Wednesday, September 15, 2010
Click here to see a Maltin Minute in praise of...take a guess. Leonard Maltin, film critic and historian, actually included clips of yours truly in this very nice review of the movie. Strange to see myself wandering around the set with Alan Arkin and Andy Garcia--something of a time capsule back a couple of years (I'd not previously seen this behind the scenes footage).
I feel like Leonard Maltin has been part of my cinematic life forever. Recently I've appeared at his USC class and occasionally we run into each other at the odd old movie event in Los Angeles. But his presence in my life literally goes back to the dawn of my interest in movies. When I was quite young (nine, ten?) and started getting heavily into the history of old movies, I got a subscription to Film Fan Monthly, a lovely little magazine that Maltin put out every month (or so) focusing largely on forgotten movie actors of the past, including their filmographies and rare stills. Maltin himself wasn't much older than I was at the time--I think he was a teenager (and quite an enterprising one) when he started the magazine. Soon he was compiling the articles into neat little paperback books that I collected with titles like "The Real Stars", "Movie Comedy Teams", Soon he was onto his Movies on TV series, but not before publishing one of the best and most read film reference books of all times. I speak of "The Great Movie Shorts", a thorough history of the short films put out by studios in the twenties, thirties and forties. Again, invaluable filmographies were included and I learned much about a number of film series that were (and continue to be) frustratingly unavailable. Andy Clyde anyone? Gil Lamb? The Edgar Kennedy RKO shortts? Leon Errol? These were names familiar at the time to most moviegoers but whose short films are all but invisible now. Maltin wrote with earnest passion about this sub-genre of movie history and to this day I'm delighted when I stumble on an old short that I'd read about in his book but never had the chance to see.
Thanks Leonard. And here's one of those forgotten shorts that with a thousand channels to choose from, nobody airs on TV. But then there's youtube--thank God. Ladies and Gentleman, Leon "Rubberlegs" Errol in "Gem Jams".
Posted by Raymond De Felitta at 11:31 AM
Friday, September 10, 2010
Behold your neighborhood 7-11. Pause in front of this shrine to grease, low-cost hot dogs, crappy bathroom products, poisonous soda's in so-called "big gulp" cups (the better to hasten the poisoning process, my dear), the odd assortment of discount candies and gums, case after case of beers, burritos, motor oils and barbeque supplies (self-lite, natch).
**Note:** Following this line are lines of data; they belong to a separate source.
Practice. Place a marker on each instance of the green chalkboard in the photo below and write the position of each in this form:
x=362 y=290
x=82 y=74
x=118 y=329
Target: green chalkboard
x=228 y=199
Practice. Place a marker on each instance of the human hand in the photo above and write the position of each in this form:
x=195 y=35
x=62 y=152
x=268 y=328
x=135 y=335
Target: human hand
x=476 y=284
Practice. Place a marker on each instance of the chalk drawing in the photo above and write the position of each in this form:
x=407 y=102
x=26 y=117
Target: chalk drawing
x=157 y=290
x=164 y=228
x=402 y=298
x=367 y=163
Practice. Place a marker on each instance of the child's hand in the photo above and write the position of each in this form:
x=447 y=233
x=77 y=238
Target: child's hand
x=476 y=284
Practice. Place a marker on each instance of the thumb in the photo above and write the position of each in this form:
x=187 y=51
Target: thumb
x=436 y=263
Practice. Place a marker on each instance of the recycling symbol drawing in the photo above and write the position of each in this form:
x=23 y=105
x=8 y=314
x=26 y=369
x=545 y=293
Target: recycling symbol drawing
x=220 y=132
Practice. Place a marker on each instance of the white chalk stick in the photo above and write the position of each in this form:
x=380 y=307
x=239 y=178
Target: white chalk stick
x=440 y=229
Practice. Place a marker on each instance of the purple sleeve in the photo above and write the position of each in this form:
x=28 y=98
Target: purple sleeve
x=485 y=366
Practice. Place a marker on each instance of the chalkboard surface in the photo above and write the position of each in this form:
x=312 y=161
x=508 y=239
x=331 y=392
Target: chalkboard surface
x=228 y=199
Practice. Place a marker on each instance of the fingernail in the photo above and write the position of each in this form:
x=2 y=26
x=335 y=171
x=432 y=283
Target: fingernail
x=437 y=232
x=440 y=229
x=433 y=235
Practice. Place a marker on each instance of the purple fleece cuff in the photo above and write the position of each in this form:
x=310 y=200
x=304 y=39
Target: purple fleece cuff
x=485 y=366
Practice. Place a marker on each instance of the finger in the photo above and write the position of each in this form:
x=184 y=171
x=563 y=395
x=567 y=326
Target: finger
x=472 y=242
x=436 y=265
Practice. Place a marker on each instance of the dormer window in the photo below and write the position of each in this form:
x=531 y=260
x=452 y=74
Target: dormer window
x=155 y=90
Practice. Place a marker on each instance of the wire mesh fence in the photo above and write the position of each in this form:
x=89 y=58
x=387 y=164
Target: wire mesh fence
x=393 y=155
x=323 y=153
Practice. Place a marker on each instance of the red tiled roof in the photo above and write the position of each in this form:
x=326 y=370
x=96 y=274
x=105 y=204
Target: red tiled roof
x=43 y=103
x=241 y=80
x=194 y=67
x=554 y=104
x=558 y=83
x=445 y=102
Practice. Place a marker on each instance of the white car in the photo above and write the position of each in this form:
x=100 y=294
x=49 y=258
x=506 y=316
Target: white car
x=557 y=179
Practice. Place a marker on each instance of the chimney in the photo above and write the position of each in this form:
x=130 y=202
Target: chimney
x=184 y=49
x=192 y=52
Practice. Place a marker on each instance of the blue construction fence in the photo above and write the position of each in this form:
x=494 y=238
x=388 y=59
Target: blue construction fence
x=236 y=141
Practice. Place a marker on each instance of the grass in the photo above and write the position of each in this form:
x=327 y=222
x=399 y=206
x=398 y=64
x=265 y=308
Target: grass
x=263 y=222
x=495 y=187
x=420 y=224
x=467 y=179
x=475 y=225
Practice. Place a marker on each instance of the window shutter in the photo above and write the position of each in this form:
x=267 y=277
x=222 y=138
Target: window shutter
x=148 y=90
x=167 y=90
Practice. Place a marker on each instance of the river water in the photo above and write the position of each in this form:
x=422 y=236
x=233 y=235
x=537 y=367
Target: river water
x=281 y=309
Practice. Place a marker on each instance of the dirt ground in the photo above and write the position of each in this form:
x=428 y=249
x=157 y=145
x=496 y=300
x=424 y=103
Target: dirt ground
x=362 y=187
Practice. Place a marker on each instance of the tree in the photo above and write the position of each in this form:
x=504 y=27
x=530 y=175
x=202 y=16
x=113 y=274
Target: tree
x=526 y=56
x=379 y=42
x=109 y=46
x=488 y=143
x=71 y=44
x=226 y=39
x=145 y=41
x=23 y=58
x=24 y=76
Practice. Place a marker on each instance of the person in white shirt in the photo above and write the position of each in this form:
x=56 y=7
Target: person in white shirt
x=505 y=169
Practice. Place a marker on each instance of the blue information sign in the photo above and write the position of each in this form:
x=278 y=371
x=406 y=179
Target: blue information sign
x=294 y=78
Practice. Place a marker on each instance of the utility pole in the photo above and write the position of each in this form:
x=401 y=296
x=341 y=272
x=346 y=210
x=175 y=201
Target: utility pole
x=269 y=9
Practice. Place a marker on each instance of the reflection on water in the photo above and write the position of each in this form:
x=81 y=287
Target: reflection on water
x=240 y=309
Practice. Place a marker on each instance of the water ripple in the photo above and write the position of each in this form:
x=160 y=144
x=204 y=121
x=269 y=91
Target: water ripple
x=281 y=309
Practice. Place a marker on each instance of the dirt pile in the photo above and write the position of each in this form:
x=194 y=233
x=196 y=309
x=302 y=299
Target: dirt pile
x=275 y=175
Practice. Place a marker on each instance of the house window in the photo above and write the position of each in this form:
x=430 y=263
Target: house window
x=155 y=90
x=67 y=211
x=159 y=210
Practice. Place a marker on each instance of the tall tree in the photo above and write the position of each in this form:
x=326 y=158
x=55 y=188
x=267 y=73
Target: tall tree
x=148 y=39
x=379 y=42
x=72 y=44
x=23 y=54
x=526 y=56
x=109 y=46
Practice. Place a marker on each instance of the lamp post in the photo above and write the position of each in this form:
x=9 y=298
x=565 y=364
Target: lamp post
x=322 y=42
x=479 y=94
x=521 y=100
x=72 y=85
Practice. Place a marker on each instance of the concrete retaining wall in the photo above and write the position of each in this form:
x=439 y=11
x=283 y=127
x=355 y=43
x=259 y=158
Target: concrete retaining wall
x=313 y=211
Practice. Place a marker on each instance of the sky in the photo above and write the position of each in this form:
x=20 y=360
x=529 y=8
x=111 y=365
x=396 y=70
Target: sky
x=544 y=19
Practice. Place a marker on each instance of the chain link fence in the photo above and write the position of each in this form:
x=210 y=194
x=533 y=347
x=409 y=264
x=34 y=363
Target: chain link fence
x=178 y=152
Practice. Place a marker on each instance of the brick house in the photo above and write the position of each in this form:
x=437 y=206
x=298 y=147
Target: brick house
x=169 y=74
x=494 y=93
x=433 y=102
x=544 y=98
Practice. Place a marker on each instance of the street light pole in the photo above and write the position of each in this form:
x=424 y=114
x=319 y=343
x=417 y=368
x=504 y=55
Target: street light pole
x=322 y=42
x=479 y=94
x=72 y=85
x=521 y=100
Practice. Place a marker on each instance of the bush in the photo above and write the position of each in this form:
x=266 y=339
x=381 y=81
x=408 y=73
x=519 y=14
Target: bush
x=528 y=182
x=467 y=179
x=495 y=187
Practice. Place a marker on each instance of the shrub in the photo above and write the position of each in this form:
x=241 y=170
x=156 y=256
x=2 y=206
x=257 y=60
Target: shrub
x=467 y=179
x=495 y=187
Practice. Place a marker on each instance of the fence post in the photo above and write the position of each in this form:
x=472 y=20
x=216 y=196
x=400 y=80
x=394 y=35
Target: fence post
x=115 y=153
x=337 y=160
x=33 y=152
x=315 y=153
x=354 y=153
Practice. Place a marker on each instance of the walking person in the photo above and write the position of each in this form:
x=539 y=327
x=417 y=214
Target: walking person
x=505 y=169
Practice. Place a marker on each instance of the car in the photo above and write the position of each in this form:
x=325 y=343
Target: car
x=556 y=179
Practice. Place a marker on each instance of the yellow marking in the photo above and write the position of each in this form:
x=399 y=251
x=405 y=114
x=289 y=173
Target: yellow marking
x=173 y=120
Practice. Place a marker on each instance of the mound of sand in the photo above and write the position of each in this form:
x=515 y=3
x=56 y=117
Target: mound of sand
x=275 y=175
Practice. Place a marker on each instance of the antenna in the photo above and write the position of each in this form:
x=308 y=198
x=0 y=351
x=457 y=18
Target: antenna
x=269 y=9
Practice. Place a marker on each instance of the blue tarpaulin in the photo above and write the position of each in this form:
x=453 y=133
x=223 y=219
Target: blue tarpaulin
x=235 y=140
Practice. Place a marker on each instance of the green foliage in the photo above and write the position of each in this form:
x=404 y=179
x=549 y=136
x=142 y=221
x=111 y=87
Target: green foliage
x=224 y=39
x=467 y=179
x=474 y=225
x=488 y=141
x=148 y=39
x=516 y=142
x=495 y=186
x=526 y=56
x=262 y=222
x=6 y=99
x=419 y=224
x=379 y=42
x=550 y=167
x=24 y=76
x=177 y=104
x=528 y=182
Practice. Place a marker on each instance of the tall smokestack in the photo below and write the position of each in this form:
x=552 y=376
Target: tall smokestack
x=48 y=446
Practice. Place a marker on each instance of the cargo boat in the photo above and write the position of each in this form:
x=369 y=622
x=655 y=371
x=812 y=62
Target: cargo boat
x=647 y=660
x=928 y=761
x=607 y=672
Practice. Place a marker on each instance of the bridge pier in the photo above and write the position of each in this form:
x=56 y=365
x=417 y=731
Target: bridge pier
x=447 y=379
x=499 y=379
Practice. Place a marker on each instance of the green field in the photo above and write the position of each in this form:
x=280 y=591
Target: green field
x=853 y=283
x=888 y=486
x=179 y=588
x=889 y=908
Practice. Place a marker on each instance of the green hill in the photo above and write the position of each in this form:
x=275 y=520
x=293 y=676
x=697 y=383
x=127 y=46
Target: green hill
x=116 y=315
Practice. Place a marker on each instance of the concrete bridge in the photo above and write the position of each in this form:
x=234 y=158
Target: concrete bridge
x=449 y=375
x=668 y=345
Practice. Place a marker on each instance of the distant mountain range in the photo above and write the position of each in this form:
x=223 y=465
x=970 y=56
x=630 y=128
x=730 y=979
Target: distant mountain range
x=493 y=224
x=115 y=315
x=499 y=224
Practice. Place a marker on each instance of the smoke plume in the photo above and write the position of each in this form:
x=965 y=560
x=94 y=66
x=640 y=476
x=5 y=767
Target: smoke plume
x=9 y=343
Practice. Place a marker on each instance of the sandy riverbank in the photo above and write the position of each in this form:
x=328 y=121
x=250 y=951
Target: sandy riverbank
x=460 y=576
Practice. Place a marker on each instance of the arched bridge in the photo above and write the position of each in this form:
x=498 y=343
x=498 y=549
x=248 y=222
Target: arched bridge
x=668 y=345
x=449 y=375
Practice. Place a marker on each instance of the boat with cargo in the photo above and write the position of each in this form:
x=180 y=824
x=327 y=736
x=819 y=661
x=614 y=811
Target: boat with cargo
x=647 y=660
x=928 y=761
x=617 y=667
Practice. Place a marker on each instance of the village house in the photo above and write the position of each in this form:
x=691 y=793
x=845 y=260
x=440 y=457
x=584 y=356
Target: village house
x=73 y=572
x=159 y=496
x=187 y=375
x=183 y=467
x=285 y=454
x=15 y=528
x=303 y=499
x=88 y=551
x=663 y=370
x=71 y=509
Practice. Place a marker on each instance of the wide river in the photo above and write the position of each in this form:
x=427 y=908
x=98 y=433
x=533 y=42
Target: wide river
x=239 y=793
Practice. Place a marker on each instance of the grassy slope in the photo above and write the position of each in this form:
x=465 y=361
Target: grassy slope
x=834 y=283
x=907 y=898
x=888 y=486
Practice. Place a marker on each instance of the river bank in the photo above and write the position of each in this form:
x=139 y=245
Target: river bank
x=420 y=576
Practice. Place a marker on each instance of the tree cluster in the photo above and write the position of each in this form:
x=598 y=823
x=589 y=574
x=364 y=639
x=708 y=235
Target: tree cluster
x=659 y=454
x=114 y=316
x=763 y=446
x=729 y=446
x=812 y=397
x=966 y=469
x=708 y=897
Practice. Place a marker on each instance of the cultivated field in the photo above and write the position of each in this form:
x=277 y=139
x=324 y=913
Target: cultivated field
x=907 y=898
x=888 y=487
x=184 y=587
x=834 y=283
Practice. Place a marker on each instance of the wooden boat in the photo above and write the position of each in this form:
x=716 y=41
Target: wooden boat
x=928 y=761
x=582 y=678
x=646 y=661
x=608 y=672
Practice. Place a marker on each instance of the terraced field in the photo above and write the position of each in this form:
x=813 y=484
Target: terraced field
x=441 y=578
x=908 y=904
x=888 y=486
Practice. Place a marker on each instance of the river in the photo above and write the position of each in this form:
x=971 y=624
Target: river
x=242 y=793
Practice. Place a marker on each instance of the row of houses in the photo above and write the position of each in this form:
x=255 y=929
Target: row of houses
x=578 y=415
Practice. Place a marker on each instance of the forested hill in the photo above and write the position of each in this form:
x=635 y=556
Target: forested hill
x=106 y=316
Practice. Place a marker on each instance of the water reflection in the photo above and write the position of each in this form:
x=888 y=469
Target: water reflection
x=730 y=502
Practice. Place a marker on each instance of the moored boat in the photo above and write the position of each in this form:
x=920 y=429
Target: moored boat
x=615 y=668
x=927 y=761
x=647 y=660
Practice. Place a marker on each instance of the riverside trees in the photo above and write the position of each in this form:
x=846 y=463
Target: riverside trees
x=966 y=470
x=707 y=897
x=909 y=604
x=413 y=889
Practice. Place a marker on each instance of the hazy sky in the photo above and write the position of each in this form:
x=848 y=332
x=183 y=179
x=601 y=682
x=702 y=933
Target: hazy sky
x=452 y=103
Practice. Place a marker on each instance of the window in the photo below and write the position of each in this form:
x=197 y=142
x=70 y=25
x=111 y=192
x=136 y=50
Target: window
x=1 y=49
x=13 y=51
And now inhale deeply and recall the fragrant moments of your suburban youth, which without a doubt frequently involved stops at this "convenience" store as well as nighttime parking lot hangouts.
Ask yourself: how many times did you go to the 7-11 stoned and hungry? If you can't remember it's because you were stoned and hungry.
And now behold this DVD pile-up in a Red Box outside of a 7-11 in the Bronx, New York.
For me, the circle of life has been completed. From "7-11's Got Slurpy Rock Cups" (TV ad circa 1977), through "Oh Thank Heaven for 7-11" (as nauseatingly intoned by Vin Scully during coverage of best forgotten LA Dodgers Games to the final insult/compliment (take your pick): all those years of work and now, my film is a product sold at the local 7-11. I am honored/horrified. Thank you/drop dead.
Want more? No? Well who really EVER WANTS MORE OF ANYTHING AT 7-11? Nonetheless:
Oh thank heaven...for 7-11...(photos courtesy of J. Warren, Bronx NY).